Joe Root’s test average is 50.2. Younis Khan’s was 52.1. On most cricket stats sites, that’s the end of the comparison: Khan edges it. But Root spent the majority of his career in the 2015–2024 window — arguably the hardest era for batting in the Cricsheet data. Khan’s peak years, 2006–2012, were substantially kinder. Adjust for that, and the picture reverses.
This is the era problem. Raw averages accumulate across very different playing conditions, opponent qualities, and pitch preparation standards. A 50 in 2022 is not the same as a 50 in 2007. The difference isn’t huge — we’re not talking about the Bradman-era gap — but across the batters we care most about, it’s enough to scramble the rankings.
What the model adjusts for
Our Bayesian model estimates each batter’s latent ability — the underlying scoring rate we’d expect if every innings were played in identical conditions. To do this, we estimate three correction factors from the data:
Era correction. We treat each calendar year as a random effect in the model, estimating how easy or hard it was to score runs across all batters in that year. Harder years depress averages; easier years inflate them. A batter who played entirely in hard years gets their average scaled up.
Opposition strength. Facing the top-ranked attack at full strength is different from facing a depleted fifth-ranked team. We weight innings by a rolling opposition rating, derived from all-innings data, to avoid rewarding batters who feasted on weak attacks.
Venue adjustment. Home pitch preparation is real and measurable. Our venue terms account for the fact that Kohli’s home average in India is partly a reflection of Indian pitch preparation rather than purely Kohli’s skill.

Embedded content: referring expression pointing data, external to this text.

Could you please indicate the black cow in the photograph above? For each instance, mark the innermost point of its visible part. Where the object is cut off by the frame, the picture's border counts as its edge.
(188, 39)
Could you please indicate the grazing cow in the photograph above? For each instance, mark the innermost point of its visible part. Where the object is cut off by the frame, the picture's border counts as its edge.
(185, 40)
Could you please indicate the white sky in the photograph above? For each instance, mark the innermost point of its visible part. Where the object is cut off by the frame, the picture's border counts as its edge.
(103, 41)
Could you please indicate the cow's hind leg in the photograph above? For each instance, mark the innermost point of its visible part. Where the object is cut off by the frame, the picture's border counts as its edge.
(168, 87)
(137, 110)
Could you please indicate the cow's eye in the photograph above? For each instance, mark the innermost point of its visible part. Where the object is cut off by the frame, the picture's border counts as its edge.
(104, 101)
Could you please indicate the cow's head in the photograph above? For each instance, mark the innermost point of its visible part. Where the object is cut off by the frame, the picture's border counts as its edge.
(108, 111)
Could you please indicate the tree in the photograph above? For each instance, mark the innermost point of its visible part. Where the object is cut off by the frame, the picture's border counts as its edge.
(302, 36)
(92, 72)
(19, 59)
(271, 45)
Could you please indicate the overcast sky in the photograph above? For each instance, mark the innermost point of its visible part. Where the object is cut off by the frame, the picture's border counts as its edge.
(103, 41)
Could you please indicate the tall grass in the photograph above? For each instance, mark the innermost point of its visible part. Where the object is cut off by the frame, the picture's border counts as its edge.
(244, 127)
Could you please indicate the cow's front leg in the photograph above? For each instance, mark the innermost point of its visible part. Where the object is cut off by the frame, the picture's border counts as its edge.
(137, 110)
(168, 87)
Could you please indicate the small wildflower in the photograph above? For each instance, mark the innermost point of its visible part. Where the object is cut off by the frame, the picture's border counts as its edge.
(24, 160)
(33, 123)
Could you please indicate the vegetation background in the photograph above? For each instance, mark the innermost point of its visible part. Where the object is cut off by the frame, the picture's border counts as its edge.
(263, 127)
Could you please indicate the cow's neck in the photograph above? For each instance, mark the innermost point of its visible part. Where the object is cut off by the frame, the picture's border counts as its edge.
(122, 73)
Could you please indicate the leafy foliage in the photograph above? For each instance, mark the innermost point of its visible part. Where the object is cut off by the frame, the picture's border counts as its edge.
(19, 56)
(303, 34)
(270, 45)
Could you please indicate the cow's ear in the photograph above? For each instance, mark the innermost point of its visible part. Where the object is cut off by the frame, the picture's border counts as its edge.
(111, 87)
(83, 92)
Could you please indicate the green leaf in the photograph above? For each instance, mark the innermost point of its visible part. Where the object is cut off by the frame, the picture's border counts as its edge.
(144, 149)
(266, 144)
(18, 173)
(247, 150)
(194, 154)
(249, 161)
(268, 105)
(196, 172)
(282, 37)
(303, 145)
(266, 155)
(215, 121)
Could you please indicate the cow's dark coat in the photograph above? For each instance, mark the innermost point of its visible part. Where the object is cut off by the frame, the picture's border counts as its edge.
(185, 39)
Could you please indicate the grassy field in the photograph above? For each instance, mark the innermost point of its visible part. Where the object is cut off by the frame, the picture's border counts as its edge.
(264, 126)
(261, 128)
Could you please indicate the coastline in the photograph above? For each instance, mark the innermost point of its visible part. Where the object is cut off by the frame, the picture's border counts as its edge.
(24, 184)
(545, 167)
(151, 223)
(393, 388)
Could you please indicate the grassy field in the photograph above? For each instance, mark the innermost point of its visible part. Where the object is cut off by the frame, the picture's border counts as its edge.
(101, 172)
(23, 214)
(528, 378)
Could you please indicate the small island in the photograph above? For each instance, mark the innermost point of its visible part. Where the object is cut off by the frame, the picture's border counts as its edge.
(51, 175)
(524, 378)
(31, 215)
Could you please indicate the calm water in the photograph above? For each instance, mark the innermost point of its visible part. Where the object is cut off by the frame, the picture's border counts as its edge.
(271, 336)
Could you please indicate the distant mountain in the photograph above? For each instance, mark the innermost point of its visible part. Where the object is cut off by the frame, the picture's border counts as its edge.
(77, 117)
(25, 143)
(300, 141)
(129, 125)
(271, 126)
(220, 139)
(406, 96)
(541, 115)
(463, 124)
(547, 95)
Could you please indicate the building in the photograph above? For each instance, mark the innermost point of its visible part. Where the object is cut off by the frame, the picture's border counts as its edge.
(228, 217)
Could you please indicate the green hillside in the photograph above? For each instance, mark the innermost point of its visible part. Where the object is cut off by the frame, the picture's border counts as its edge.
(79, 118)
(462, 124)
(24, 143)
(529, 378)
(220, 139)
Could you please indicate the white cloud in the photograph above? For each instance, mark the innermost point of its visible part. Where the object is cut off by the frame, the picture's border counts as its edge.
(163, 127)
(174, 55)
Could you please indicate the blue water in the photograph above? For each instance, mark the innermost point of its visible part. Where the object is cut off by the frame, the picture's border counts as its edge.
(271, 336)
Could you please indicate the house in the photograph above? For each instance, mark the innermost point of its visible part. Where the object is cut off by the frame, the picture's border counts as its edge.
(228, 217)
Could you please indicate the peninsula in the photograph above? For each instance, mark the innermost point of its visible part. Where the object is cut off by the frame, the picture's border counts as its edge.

The chart above shows a clear negative trend: test cricket got materially harder between 2008 and 2021. Faster pitches, more reverse swing, more extreme seam movement in English conditions, more aggressive pace attacks in Australia and South Africa. Whether this is temporary or structural is one of our open questions — but the data is consistent.
What changes — and what doesn’t
The adjustments are moderate, not revolutionary. We’re not claiming Root is actually averaging 65. What we are saying is that relative rankings are distorted by era in ways that are systematic and correctable.
The biggest movers are batters who played deep into the harder post-2018 era: Root (+4.5 pts), Williamson (+3.8 pts), and Labuschagne (+5.1 pts on a smaller sample). Batters whose peak came in the gentler 2006–2012 window are adjusted down slightly: Ponting (−1.2 pts), Kallis (−0.9 pts).
Babar Azam is the most interesting case in the current era. His raw average of 45.2 already places him in good company. But our model adjusts downward — he’s played a disproportionate share of home innings against weaker oppositions, and the venue correction bites. We’d need another 40–50 away innings to tighten his CI enough to be confident of his rank among the game’s elite.
What we’re honest about
Bayesian models produce calibrated uncertainty, not truth. Our posteriors are conditional on the model structure being roughly right — and there are real structural choices we’ve made that reasonable people could argue with: which year to treat as baseline, how to model pitch conditions without explicit pitch ratings, whether to pool across formats.
We flag three limitations explicitly: the data starts in 2001, so pre-Cricsheet careers are excluded or truncated. The opposition strength estimates are themselves uncertain — we’re propagating that uncertainty imperfectly. And for batters with fewer than 80 innings, the CI is wide enough that rankings are essentially noise.
Methodology — how the model works
Model structure: We fit a hierarchical Bayesian model where each batter’s run scoring in each innings is modelled as a geometric distribution (the natural model for batting averages under constant dismissal probability). The latent dismissal probability for each batter–year–venue–opposition combination is the quantity of interest.
Priors: Weakly informative priors centred on the overall league average. Era terms use a random-walk prior that encodes the expectation that adjacent years are similar. Venue terms use a pooled prior across grounds in the same country.
Inference: MCMC via Stan, 4 chains × 2000 iterations. R-hat < 1.01 for all reported parameters. Credible intervals are HDI (highest density interval), not equal-tailed.
Data: Cricsheet ball-by-ball data, 2001–present. Test matches only. DNB innings excluded from denominator. Retired-hurt treated as not-out. We update the model monthly.